The easiest way forward is to switch to PVH mode which does work with these kernels (and likely works with any kernel after 4.19).
The instructions for getting it working are basically the same as above:
xen shell> shutdown
xen shell> virtmode pvh
xen shell> boot
In addition you will need to add console=hvc0 to grub to be able to see the console output, by adding a line like:
GRUB_CMDLINE_LINUX="crashkernel=auto rd.auto rhgb consoleblank=0 audit=0 console=hvc0"
Then:
# grub2-mkconfig -o /boot/grub2/grub.cfg
If for some reason you did not want to switch to PVH mode you would need to find some way to decompress your kernel.
NixOS
Add the following to your NixOS configuration:
boot.kernelParams = [ "console=hvc0" ];
Deadlines
The hard deadlines are all about 32-bit guest support at the moment.
Conceivably there could end up being security issues that mean PV guests become infeasible, but at the time of writing the reduced performance and increased security risk is all on the customer so it can be deferred to customer choice whether to switch.
Xen 32-bit PV support
The current stable version of Xen is 4.14, and this will be the last version to support 32-bit PV guests.

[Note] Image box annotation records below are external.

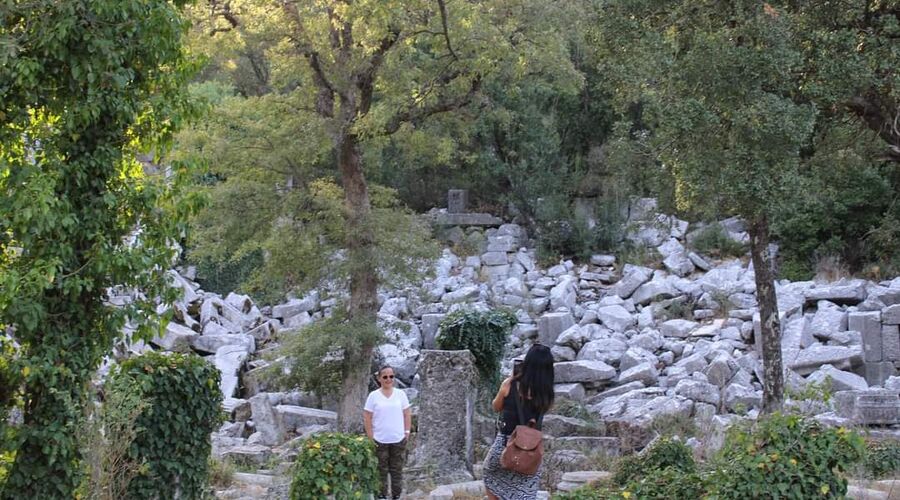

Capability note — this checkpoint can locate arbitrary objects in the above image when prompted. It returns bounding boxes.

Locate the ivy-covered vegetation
[435,309,516,382]
[107,353,224,499]
[290,433,381,500]
[0,0,196,498]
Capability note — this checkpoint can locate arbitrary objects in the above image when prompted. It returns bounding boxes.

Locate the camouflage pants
[375,439,406,498]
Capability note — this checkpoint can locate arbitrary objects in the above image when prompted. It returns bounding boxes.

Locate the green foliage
[266,307,384,398]
[600,0,815,223]
[435,309,516,381]
[0,334,22,424]
[691,224,747,258]
[0,0,196,498]
[107,353,222,499]
[863,439,900,479]
[208,457,237,489]
[773,124,900,276]
[76,384,149,500]
[290,433,380,500]
[613,467,707,500]
[535,195,596,263]
[612,437,697,486]
[710,414,865,499]
[191,250,265,297]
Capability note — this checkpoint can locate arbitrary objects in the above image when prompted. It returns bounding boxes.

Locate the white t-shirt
[365,388,409,444]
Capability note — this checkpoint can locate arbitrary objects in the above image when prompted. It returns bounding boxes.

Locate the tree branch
[437,0,459,60]
[208,0,241,36]
[384,76,481,135]
[845,91,900,163]
[281,1,345,118]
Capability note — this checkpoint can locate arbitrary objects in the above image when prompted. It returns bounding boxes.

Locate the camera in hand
[513,359,523,377]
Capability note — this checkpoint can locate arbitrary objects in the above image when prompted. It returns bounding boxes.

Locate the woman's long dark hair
[519,344,553,415]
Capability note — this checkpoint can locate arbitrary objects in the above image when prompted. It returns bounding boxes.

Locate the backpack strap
[510,380,543,428]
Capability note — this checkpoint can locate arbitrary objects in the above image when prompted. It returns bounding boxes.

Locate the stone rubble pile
[109,196,900,496]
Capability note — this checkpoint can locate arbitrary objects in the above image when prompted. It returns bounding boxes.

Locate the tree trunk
[337,132,378,432]
[750,215,784,413]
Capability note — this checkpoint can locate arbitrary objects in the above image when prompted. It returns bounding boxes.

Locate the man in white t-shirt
[363,366,412,499]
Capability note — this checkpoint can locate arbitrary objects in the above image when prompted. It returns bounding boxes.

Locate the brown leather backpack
[500,380,544,476]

It has security support until 2023-07-24. After this date the only way to run a 32-bit guest will be in PVH mode.
Linux 32-bit PV guest support
Already removed as of 5.9.0. If you don't want to switch to PVH mode you'll need to run a kernel older than 5.9.
Not likely to be an issue since the majority of customers wishing to keep running 32-bit guests are on ancient out of support Linux distributions that get no kernel upgrades anyway. You would only be hit by this if you wanted to do a new 32-bit install of what is currently Debian testing, for example, or when installing a new custom mainline kernel on your old install.